Companies were given high quotas for local procurement and recruitment and were banned from using foreign banks and from suing the government in courts or tribunals outside Tanzania. They were also forbidden from exporting raw materials, Magufuli said, to stimulate local beneficiation.
Leon believes this surge of resource nationalism is being driven by a feeling among authorities in resource-rich African countries that they didn’t get enough out of the last commodities boom when multinational mining companies appeared to make windfall profits.
And African attitudes have hardened since 2015, after the African Union High-Level Panel headed by former South African president Thabo Mbeki reported that from 2000 to 2010, African states collectively lost at least $50-billion a year in revenue through “illicit financial flows”. Mbeki calculated that 56% of these illicit flows came from mining and other extractive companies.
Leon believes that countries highly dependent on natural resources are sensitive to commodity price cycles and therefore particularly prone to resource nationalism. In DRC, for example, copper and cobalt provide some 70% of export earnings. When these prices crashed in 2016, DRC’s GDP fell from over 7% per annum over the past five years, to 2,4%. Zambia, also dependent on mining for about 70% of forex, suffered a similar fate.

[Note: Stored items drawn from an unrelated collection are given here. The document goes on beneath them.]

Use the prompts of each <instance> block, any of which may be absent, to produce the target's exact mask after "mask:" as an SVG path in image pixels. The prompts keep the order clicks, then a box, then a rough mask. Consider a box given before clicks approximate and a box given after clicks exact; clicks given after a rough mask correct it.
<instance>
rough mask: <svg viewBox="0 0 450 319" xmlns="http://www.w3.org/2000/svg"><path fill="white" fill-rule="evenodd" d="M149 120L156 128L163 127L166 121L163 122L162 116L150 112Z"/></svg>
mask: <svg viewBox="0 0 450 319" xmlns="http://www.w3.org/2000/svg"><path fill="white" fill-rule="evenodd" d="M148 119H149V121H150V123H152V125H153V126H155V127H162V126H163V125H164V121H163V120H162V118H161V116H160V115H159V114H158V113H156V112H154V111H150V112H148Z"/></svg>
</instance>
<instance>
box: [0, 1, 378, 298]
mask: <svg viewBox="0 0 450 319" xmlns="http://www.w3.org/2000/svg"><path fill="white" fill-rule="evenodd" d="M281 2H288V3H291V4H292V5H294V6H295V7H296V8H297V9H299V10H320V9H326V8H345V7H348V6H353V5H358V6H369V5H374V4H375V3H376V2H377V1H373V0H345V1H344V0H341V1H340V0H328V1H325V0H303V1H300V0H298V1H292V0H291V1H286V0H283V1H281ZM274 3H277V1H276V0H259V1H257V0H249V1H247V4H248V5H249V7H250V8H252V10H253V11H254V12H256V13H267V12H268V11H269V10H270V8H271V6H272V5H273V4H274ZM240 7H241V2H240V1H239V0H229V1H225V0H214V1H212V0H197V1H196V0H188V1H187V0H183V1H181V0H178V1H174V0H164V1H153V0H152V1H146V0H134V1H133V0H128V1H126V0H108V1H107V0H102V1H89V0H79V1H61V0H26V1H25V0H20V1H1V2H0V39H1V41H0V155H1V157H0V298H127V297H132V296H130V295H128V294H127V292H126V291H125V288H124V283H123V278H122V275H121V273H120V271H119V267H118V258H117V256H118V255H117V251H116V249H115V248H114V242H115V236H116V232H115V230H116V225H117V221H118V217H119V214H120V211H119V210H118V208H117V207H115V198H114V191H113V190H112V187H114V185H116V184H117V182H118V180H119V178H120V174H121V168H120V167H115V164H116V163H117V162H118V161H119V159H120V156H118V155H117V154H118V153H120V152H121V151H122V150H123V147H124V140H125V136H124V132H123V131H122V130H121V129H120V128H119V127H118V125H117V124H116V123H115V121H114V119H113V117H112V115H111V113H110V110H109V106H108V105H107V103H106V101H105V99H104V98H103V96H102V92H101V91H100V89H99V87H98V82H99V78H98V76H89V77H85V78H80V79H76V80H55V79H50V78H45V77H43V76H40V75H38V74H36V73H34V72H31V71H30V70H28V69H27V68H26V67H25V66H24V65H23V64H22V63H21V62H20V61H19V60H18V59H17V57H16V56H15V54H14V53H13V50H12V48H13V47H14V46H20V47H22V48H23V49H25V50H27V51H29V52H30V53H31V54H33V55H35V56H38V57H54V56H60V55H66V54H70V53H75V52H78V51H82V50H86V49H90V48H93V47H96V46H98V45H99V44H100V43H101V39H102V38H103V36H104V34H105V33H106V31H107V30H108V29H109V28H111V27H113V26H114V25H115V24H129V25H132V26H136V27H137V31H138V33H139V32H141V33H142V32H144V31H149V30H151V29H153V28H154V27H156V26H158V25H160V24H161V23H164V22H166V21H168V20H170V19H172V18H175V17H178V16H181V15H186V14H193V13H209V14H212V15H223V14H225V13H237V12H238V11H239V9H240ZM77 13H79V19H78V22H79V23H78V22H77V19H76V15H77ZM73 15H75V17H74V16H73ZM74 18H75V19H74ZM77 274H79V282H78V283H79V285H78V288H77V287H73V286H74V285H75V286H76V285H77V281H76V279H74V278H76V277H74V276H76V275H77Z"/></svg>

Leon feels Tanzania resorted to resource nationalism for purely political reasons, to shore up waning support for the Chama Cha Mapinduzi party which has ruled since independence. Others suggest that some countries opt for resource nationalism when they’ve squandered their natural resources through corruption and incompetence, and are seeking a bigger cut to make up the shortfall.
Although Leon used the term “resource nationalism” negatively, not everyone does. In a panel discussion at the mining indaba, Botswana’s mineral resources minister Eric Molale noted that his government had a long-standing joint venture with South African diamond producer De Beers. The government took 81% of diamond revenues and De Beers, 19%. “If that’s resource nationalism, I’m all for it,” he said.
Though semantics kick in here, it seems that resource nationalism can be a positive. When it promotes national development and even, with luck, beneficiation and industrialisation, it’s a blessing. If it’s a desperate grab for dwindling resources by a failing government – think oil-rich Venezuela – it’s a curse.
Clearly, some balance must be found between the legitimate interests of both sides. Leon said the Organisation for Economic Cooperation and Development (OECD) had drafted Guiding Principles for Durable Extractive Contracts which offered advice on how this could be done.
For starters, mining and other extractive companies should align themselves with the long-term vision and strategy of the host state. They should share financial and technical data about the risks and opportunities with governments. Put more bluntly, that would demonstrate to host states that they are not being ripped off.
Governments should create a “sound investment and business climate”, including the rule of law and transparent regulations and fair rewards to mining companies. The OECD guidelines stress that contracts should include enough flexibility to allow governments to adapt to changing circumstances – without renegotiating entire contracts.
The OECD guidelines are implicitly critical of the likes of the DRC and Tanzania for opportunistically imposing heavy windfall taxes or other drastic measures when prices are high. “Chasing the price of commodities” usually strains relationships between host governments and investors, says the OECD. It can even lead to disinvestment.
In other words, by all means, take your fair share of the golden, platinum, copper or cobalt eggs. But try not to kill the goose that lays them.